Autistic Traits and Symptoms of Social Anxety Related to Different Phases of Attention to Others’ Eyes in Social Anxiety Disorder

Friday, May 12, 2017: 5:00 PM-6:30 PM
Golden Gate Ballroom (Marriott Marquis Hotel)
J. L. Kleberg1, J. Högström2, M. Nordh2, S. Bolte3, E. Serlachius4,5 and T. Falck-Ytter6, (1)Uppsala University, Uppsala, Sweden, (2)Centre for Psychiatry Research, Department of Clinical Neuroscience, Karolinska Institutet, Stockholm, Sweden, (3)Center of Neurodevelopmental Disorders at Karolinska Institutet (KIND), Institutionen för kvinnors och barns hälsa (KBH), Karolinska Institutet, Stockholm, Sweden, (4)Centre for Psychiatry Research, Department of Clinical Neuroscience, Karolinska Institutet Stockholm, Sweden, Karolinska Institutet, Stockholm, Sweden, (5)Stockholm Health Care Services, Stockholm County Council, Stockholm, Sweden, (6)Dept of Psychology, Uppsala University, Uppsala, Sweden

Autism spectrum disorder (ASD) and Social Anxiety Disorder (SAD) have partly overlapping symptoms. It is also increasingly acknowledged that both SAD and ASD can be understood as the extreme ends of continuous phenotypes. Elevated autistic traits are common in SAD, and people with ASD often have high levels of social anxiety. Studies relating symptom dimensions to cognitive mechanisms can therefore be informative about similarities and differences between the two conditions. Gaze avoidance has been linked to both SAD and ASD, but little is known about differences between the two conditions.

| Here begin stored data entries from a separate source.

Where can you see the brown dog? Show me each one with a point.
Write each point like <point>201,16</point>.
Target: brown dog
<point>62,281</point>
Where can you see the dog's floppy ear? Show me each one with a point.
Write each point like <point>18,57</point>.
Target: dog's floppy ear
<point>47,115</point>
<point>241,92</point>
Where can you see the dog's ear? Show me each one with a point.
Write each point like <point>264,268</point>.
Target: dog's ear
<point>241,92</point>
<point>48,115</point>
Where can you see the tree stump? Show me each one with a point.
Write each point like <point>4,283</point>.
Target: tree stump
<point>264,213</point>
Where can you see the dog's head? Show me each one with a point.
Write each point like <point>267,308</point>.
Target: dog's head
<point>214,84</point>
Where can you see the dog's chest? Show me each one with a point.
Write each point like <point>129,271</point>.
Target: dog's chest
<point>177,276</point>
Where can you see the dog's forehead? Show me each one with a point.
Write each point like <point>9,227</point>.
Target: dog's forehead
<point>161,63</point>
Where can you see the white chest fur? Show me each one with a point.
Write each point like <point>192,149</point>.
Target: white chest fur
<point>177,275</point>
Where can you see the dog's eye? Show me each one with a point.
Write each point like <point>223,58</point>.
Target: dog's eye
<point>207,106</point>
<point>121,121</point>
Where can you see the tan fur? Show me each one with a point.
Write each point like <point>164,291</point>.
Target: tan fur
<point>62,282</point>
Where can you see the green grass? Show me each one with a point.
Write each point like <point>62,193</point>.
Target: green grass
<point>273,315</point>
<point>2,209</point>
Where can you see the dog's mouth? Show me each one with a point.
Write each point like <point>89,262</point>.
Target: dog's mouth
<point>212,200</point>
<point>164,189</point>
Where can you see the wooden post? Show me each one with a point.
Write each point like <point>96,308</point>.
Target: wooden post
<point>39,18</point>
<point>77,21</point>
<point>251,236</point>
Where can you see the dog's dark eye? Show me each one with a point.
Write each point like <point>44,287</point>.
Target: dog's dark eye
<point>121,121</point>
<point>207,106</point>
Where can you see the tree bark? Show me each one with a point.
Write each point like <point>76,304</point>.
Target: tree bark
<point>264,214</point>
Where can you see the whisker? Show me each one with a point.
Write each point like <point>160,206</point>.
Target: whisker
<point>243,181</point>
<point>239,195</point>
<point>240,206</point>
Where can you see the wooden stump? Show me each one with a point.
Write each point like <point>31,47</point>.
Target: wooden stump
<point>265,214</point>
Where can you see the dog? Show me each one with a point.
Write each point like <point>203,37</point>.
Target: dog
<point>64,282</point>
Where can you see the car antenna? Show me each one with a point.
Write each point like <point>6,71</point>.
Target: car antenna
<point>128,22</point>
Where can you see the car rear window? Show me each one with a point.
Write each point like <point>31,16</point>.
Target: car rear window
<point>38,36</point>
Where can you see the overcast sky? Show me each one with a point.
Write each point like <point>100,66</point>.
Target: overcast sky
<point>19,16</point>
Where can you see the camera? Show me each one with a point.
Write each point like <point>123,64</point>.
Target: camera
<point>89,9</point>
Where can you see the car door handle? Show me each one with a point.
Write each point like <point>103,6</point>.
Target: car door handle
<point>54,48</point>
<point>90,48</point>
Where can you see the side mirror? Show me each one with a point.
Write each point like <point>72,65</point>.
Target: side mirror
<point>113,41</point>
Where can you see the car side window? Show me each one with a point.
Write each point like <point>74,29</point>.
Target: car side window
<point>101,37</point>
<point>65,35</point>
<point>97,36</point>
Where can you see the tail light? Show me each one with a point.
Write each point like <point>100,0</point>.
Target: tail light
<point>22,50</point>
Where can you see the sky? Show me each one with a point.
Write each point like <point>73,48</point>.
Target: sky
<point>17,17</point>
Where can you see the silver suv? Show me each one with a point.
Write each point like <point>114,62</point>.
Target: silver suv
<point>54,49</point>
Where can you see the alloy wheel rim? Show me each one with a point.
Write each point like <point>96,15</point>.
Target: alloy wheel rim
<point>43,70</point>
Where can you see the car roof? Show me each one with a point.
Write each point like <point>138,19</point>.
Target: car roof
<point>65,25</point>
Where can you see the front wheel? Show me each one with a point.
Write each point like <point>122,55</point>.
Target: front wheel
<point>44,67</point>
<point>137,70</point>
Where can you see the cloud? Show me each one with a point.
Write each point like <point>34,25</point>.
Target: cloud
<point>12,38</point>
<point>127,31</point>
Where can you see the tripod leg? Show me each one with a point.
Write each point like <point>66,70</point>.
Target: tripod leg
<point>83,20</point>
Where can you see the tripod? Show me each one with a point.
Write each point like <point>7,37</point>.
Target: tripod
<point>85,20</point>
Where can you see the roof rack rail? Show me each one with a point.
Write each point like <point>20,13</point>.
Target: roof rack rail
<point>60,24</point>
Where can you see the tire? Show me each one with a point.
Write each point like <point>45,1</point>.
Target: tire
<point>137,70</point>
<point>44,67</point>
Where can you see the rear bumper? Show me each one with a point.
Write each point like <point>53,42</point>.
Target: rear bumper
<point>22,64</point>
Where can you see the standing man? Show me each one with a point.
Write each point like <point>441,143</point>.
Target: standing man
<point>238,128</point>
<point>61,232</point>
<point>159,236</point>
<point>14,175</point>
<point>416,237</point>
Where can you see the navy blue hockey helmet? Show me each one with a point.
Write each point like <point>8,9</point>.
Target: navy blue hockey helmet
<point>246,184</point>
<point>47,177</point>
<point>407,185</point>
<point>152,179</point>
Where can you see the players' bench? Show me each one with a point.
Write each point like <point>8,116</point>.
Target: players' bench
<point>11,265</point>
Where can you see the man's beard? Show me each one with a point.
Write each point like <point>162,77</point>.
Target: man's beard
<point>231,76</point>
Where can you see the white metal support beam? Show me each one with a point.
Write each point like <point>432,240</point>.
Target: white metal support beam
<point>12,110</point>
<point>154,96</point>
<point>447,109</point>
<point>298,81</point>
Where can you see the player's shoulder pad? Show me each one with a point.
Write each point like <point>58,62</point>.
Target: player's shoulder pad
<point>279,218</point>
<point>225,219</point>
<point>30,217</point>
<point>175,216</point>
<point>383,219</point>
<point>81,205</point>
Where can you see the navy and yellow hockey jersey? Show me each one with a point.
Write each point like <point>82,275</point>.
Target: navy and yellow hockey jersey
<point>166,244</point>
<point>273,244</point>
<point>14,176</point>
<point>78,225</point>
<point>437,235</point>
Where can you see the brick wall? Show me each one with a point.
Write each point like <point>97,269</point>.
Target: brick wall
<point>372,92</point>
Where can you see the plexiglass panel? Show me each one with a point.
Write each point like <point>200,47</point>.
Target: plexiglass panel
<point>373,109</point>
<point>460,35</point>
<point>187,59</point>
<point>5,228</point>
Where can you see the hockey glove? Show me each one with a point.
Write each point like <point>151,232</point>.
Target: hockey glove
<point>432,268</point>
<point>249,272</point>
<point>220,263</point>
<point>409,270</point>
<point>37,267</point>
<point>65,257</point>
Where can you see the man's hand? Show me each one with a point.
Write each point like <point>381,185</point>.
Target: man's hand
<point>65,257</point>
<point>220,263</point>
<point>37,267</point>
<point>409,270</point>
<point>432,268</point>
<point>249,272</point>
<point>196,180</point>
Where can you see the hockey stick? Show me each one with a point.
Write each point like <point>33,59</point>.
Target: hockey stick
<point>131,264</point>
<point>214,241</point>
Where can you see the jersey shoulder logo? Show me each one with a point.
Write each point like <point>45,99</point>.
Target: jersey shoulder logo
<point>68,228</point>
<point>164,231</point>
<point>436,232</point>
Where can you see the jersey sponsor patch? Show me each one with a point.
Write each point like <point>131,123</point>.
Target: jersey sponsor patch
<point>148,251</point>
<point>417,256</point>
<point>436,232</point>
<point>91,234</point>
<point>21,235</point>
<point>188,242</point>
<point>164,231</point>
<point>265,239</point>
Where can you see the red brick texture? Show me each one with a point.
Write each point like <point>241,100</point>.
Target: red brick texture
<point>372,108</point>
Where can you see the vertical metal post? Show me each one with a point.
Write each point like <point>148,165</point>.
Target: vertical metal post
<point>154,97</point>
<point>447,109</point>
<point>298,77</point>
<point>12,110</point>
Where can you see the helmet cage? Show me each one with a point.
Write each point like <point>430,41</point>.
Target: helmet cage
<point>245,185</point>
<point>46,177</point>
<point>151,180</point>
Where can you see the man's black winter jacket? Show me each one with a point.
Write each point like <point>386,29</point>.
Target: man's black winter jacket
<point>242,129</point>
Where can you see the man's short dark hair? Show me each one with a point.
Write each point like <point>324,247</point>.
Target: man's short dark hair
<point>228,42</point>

We examined the relationship between SAD and ASD symptoms and different stages of visual attention to human eyes.


Participants: 25 treatment-seeking adolescents diagnosed with Social Anxiety Disorder (21 female). Social anxiety levels and autistic traits were assessed dimensionally. All participants were diagnosed by an experienced clinical psychologist. Data was first analyzed in females only, and then in the full sample.

Stimuli consisted of images of human eyes among non-social distractors. Images were presented in horizontal arrays. The position of the eyes were counterbalanced across trials. Gaze was recorded with a corneal reflection eye tracker.

Measures: Latency to first fixation at the eyes, and latency to orient from the eyes once they were fixated. Social anxiety was measured with the SPAI-C [2]. Autistic traits were measured with the SRS [2].


Controlling for social anxiety, elevated autistic traits were associated with delayed orienting to eyes presented among distractors (p < .05; see Figure 1A). In contrast, elevated social anxiety levels were associated with faster orienting away from the eyes, when controlling for autistic traits (p <.01; see Figure 1B). Both mechanisms typically operated within less than 1000 milliseconds.


We found evidence of independent contributions by two aspects of social attention – orienting to and orienting away from eyes, to autistic traits and SAD symptoms, respectively. With regards to ASD, this study suggests that autistic traits are related to a reduced bottom-up driven salience of human eyes. In contrast, social anxiety mainly had an effect at later stages of processing, possibly reflecting anxiety-driven avoidance.